Technology also presents a huge opportunity for transparency and traceability, which consumers are increasingly demanding across all industries. Synthesis Organics has actually worked with technology startup Storybird to create a traceable supply chain online, where consumers can view source and production details of the ingredients in their products through scanning a QR code.
What do you think are the biggest challenges facing the industry?
The ACO certification process is Australia’s strongest regulatory defence against greenwashing, which gives Synthesis Organics customers, producers and myself peace of mind that we use genuine organic ingredients, while supporting a value chain that respects the earth and values the health of our fellow human beings.
That said, I believe that greenwashing is still the biggest challenge to our industry, taking many sly shapes and forms, from misleading product statements such as the lack of regulations around products using the term “organic” without having to provide proof of certification, to the erosion of confidence in the organic certification process that this inevitably leads to. As the industry continues to grow, it is more important than ever to ensure the integrity of the certification process and to educate the consumer as to why it’s so important, which is what we aim to do once we launch the Synthesis Organics HQ by welcoming visitors on-site to learn about the entire process.

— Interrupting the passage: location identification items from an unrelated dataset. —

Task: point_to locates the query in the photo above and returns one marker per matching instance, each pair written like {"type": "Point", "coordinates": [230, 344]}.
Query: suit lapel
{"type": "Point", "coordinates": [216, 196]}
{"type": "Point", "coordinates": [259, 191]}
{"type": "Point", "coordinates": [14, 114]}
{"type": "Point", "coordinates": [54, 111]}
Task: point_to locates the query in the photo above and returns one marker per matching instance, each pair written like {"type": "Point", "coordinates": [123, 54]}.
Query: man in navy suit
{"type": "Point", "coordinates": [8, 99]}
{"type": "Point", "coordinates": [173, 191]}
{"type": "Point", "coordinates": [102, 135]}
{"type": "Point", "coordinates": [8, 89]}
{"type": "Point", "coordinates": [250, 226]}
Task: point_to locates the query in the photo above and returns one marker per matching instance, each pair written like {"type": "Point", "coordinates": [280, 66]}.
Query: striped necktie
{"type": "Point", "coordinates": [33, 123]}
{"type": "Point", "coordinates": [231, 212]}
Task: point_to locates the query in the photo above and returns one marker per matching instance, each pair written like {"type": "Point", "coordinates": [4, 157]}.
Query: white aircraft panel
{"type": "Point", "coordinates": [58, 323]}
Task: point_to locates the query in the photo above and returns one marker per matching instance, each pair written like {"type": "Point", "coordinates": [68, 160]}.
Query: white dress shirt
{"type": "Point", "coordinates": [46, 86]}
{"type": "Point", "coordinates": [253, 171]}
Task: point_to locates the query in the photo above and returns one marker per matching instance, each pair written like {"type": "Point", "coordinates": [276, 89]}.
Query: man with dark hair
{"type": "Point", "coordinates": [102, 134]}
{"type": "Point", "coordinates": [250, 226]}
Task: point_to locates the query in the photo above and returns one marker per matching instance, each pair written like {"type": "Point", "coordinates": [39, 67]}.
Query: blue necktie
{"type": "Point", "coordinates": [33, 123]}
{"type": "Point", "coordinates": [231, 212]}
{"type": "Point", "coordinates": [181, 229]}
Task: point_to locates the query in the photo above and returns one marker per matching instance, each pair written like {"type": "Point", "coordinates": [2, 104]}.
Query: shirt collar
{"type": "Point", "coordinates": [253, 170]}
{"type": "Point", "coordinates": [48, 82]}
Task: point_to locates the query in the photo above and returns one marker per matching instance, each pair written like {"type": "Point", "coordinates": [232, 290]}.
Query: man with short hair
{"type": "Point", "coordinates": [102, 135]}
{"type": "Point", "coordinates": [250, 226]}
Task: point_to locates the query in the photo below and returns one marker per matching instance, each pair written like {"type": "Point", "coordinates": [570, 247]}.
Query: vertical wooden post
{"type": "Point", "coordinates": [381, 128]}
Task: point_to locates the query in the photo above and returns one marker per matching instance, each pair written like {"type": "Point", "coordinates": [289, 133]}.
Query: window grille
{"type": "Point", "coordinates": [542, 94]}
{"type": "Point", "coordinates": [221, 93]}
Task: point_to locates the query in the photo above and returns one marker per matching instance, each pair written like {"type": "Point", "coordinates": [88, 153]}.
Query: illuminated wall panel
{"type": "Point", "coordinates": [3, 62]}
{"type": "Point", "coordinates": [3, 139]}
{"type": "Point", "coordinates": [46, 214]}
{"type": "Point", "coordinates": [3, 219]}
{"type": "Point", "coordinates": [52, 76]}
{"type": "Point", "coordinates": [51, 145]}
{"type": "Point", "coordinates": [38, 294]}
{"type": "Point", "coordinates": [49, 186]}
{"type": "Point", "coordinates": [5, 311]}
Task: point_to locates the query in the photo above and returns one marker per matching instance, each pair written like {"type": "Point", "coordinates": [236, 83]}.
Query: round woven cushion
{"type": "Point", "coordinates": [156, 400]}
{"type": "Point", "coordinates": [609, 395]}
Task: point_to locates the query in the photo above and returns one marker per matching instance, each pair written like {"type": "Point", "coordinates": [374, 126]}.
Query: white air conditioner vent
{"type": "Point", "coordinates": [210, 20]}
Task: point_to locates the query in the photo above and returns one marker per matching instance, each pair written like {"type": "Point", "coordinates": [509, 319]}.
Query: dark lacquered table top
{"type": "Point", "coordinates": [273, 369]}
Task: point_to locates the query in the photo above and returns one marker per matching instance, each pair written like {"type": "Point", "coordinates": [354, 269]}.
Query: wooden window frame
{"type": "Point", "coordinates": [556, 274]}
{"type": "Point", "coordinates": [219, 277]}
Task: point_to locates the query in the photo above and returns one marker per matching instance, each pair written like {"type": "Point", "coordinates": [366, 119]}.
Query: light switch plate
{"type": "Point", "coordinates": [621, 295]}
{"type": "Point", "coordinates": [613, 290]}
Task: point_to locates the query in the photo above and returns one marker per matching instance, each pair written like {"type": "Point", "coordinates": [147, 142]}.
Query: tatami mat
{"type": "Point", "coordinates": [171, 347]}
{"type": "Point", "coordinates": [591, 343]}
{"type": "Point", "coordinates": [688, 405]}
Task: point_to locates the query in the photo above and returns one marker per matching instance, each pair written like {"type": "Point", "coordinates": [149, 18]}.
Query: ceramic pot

Secondly, there are a lot of great brands, entrepreneurs and companies out there who do everything right, but just can’t afford the additional requirements to become Certified Organic. As the industry grows, I hope that we can find ways to lower the cost barrier of entry without lowering any standards such as getting more government assistance to support growers, producers and makers to make the shift.
What do you think consumers need to know about the organic industry?
While according to the Australian Organic website, 62% of consumers recognise the Australian Organic bud certification logo as an organic product, there still exists a misunderstanding of different certification standards. The word ‘organic’ is very loosely thrown around, which makes it hard for consumers to differentiate between different organic certifications.
Additionally, as price dictates purchase decisions, more education would likely make consumers more aware why certified organic producers charge higher prices than other brands, and why this price is a small one to pay for the long term health of people and the environment.
Lastly, there is an ongoing education piece around why people should choose organic in the first place, from supporting a cleaner environment and a sustainable future, to animal welfare and big corporations' accountability.